Illusions of Traveling Through Time
The time traveler is a term linked to an individual whose soul is capable of perceiving its being through multiple different time periods through the illusory understanding of a separation between past, present, and future. If this being is to travel to the past or future in connection to a period where the self is existent; this can be considered as to be the same person, both harnessing the same soul, the same self. David Lewis attempts to explain these cases of time travel using a logically consistent framework, one attempting to explain while lacking contradiction. He states the time traveler does require a personal identity, that the one arriving in time is the same as the one who had departed. This claim would quire a causal continuity of causal loops; the notion where events of the past and future are interconnected and create a chain of existence(Lewis 1986).
If Lewis’ argument of this continuity held valid, then the same soul could be existing within a singular time, limitlessly, although its experience could alter the state prior to which one had originally departed from. Let us take for example the situation of a man traveling back to himself in time as a young boy to warn himself that if he doesn’t finish his University degree, he will be very unhappy with his job in the future. This man holds psychological continuity with being a further developed version of his past self, yet is able to alter the experience of the present self by shifting the perception of the past self. These selves remain connected, and thus, if the man convinces his younger self to attend school, then this loop shall shift in the sense that the present man is now perceiving an existence of which he went to University and has acquired his desired career. It is more the question of; will this man have the awareness of shaping his present perception through the alteration of these events, or is there an instantaneous shift in which would lead him to only remember his past of going to University to create his present career? Could he remember a young adulthood in which we did not go to University anymore? Is there still an existing self part of his whole that is perceiving his life unfulfilled?
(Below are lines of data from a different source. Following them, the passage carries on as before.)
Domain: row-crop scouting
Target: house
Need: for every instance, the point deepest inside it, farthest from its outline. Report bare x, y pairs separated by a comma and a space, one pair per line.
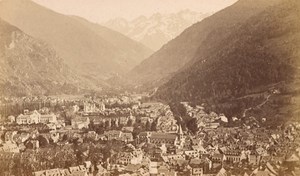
233, 156
126, 137
113, 134
48, 118
80, 122
163, 138
28, 117
9, 147
35, 117
196, 170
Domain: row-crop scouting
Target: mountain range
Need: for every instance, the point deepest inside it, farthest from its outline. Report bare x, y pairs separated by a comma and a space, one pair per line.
28, 66
244, 57
94, 51
158, 29
204, 36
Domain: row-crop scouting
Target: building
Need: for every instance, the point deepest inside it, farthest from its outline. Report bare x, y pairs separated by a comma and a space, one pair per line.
163, 138
29, 117
35, 117
80, 122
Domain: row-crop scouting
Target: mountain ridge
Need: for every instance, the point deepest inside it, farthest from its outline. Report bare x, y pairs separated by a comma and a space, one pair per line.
81, 47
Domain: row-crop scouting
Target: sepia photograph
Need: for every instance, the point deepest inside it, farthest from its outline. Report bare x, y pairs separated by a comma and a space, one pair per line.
149, 87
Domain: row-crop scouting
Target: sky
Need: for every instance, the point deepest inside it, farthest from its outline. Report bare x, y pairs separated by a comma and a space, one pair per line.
104, 10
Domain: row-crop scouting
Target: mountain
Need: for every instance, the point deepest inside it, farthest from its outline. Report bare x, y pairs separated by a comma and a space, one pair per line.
93, 50
28, 66
158, 29
204, 36
250, 69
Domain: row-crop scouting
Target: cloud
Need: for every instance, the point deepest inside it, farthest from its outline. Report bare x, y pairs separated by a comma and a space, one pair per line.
102, 10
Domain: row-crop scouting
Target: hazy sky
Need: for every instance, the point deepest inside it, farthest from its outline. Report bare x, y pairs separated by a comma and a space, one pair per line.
103, 10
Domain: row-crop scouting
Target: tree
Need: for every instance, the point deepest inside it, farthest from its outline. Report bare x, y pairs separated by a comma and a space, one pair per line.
148, 126
153, 126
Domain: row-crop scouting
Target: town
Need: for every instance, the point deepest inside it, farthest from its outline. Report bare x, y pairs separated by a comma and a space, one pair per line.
126, 135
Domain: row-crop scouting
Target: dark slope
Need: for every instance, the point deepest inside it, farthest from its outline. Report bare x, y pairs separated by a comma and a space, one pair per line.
177, 53
80, 46
242, 69
30, 67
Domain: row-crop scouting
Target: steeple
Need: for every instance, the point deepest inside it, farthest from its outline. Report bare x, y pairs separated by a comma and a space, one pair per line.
180, 133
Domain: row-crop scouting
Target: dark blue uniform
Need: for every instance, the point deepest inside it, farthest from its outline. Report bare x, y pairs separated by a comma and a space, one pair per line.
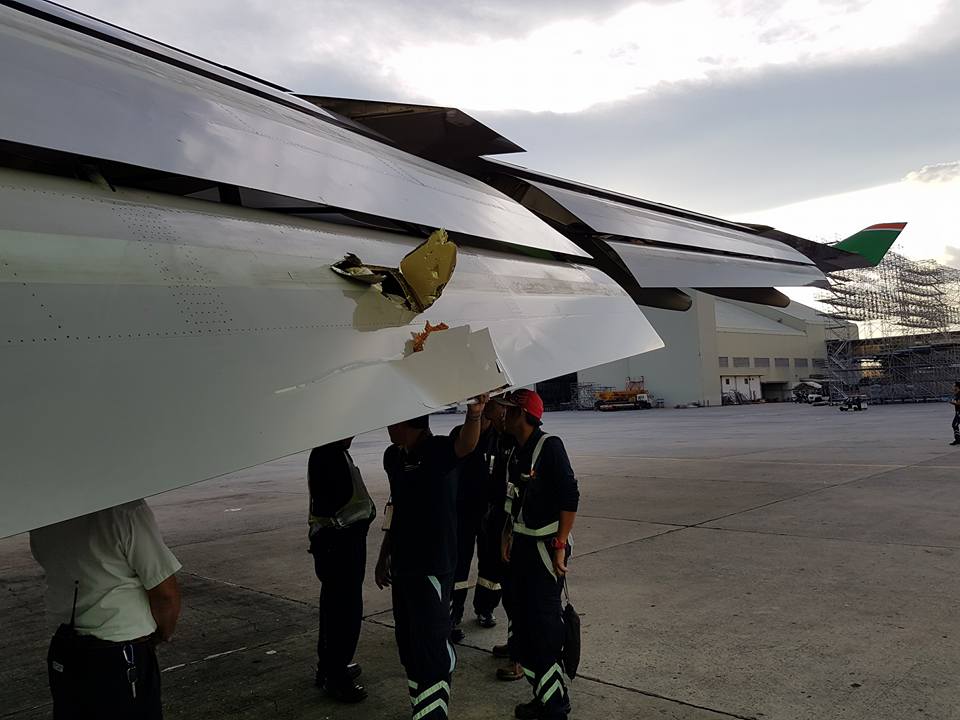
540, 489
479, 523
423, 541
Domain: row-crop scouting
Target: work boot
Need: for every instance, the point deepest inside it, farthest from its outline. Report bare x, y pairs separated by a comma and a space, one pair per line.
501, 651
528, 711
347, 690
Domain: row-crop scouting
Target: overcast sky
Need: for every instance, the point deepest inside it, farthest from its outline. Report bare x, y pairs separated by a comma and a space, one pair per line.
817, 116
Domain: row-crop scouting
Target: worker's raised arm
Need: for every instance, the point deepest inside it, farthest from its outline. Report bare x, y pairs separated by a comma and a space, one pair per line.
469, 436
165, 607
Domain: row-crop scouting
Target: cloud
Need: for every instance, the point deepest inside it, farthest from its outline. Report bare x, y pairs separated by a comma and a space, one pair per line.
554, 55
941, 172
758, 141
571, 65
951, 256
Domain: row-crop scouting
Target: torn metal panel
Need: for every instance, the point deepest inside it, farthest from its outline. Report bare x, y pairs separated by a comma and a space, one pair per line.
417, 282
113, 102
225, 335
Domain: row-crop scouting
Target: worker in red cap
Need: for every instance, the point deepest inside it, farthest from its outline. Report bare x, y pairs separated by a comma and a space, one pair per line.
542, 499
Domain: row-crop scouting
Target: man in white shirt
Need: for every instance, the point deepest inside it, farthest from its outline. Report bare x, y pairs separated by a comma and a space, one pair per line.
112, 589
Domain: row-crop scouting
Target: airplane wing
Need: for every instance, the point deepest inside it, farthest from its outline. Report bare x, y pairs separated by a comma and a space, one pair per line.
168, 232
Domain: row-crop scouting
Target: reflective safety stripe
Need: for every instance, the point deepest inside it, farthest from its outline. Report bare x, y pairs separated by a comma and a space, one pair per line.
554, 670
546, 530
430, 708
488, 584
442, 685
553, 688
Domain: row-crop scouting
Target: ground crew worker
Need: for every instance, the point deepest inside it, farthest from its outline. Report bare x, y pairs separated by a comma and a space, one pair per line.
418, 554
476, 476
490, 561
112, 589
956, 413
542, 502
340, 515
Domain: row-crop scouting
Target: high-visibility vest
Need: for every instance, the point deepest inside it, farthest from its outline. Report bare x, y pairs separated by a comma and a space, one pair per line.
513, 492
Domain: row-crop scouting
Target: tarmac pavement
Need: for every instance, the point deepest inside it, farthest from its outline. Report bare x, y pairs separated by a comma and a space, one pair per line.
776, 561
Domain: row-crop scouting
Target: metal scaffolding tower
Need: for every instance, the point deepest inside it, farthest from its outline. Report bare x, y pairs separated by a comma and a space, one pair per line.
908, 315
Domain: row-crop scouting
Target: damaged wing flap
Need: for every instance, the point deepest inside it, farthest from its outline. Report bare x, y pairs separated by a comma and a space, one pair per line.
419, 280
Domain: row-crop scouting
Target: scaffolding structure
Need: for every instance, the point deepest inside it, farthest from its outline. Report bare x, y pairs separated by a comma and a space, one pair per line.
905, 344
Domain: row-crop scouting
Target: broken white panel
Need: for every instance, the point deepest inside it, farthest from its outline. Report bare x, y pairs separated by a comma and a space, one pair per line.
158, 342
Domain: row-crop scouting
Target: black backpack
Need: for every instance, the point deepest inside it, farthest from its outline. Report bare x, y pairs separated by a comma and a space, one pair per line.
570, 656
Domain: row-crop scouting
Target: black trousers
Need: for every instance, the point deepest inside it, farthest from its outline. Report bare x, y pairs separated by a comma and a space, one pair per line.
92, 680
339, 559
537, 623
477, 530
421, 614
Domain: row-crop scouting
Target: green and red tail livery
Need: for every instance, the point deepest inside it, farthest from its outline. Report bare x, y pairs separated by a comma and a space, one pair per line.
873, 242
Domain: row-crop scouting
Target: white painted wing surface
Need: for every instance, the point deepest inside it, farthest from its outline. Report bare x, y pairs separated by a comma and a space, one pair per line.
615, 218
68, 91
149, 342
654, 266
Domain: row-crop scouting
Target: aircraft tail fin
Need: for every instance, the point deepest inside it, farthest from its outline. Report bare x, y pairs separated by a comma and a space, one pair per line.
872, 243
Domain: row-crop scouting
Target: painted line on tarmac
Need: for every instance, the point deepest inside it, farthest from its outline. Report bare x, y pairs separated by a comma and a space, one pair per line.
750, 462
829, 538
636, 691
667, 698
248, 589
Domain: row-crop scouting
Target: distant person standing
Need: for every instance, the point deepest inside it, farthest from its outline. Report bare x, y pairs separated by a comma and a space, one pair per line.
956, 413
111, 588
340, 515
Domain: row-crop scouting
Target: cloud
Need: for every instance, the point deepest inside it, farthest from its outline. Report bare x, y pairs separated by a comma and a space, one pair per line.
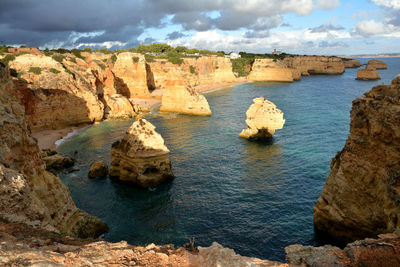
327, 27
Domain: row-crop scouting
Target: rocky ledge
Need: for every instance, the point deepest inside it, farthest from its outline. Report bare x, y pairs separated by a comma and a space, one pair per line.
262, 119
141, 157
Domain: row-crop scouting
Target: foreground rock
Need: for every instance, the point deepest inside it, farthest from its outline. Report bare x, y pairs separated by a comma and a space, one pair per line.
270, 70
262, 119
384, 251
376, 64
141, 157
29, 193
98, 169
181, 98
368, 74
362, 192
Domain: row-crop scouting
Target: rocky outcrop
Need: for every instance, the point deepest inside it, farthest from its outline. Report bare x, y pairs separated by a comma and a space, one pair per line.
368, 74
262, 119
384, 251
141, 157
376, 64
29, 193
362, 192
351, 63
308, 65
181, 98
271, 70
98, 169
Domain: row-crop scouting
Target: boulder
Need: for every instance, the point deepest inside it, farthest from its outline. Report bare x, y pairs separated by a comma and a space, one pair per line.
141, 157
368, 74
98, 169
262, 119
The time traveler term holds constraints to real world physics such as the Grandfather Paradox in which a being travels to the past preventing their own birth through hindering the connections of ancestors. While this notion has scientific limitations in that it would seem evidently impossible to cause such an event, according to the belief of these causal loops, one could easily erase this vessel, because ultimately they are not erasing the soul, only the conduit for the soul to perceive in such a way. The being that goes back in time to prevent their grandparents from meeting has now ceased certain biological offspring, as such the soul may then be inhabiting a different form of consciousness in varying positions or presentations. Based on the previous suggestions, would they be able to now remember the time of which they existed based on their grandparents, and parents, creating them as originally? Given the nature of our universe, it is unwise to hold this form of time travel impossible because we lack the proper evidence, as much we attain certain knowing of truth in our reality could be proven severely different to what we presently accept and judge this theory upon.
In this discussion it is also relevant to include what time travel is, and the nature of time itself. Through the construction and comprehension of our reality we have applied structural systems of time which adhere to our understanding of how our universe works. Our acceptance of time is one faulty as fideism, as there is lacking evidence to support the reason for why we have the clocks and calendars we do. To say it is 11:05 am is as one were to say there is one God and he has a long white beard and old wise green eyes. Time itself is illusory as the segregation of past, present, and future is impossible. If one is said to have traveled to the past; have they actually traveled anywhere, or are they simply perceiving an experience through a present link existing negligent of this construct? To say they have gone to a past time, is to say they have removed themself from the present time, but how could they not exist in the present or future if they exist in the past? If nothing is temporal, then does time actually exist(McTaggart 1908)?
If one is to close their eyes and think of a memory as a child, fully saturating their senses in this remembrance, truly feeling as if they are there-have they time traveled? If one ponders upon themself in five years from now, vividly creating a potential landscape of the potential future-have they time traveled? If our construct of time is merely an imagined lens in which the human limits its understanding of the nature of the universe, then the contradictions to ‘traveling’ through this concept of time are implausible.
Time understood as an illusion, and the comprehension of shifting experience through playing with this aspect of human experience could then be a much more common part of our existence than we are aware of. Perhaps we are always traveling through time, yet incapable of fully processing these shifts as our common knowledge of its makeup is refraining us to do so. Perhaps we are always traveling through time, yet as we make these changes are unable to remember doing so. If time is understood to be an illusory concept, then there is no past, present, or future, and there is no time traveler. If this is the case, how are we to examine that the current thoughts we have towards our past or future, are ultimately shaping exactly what is before us now?
Bibliography
Lewis, David. "The Paradoxes of Time Travel." In Philosophical Papers, vol. 1. New York: Oxford University Press, 1986.
McTaggart, J.M.E. "The Unreality of Time." Mind 17, no. 68 (1908): 457-474.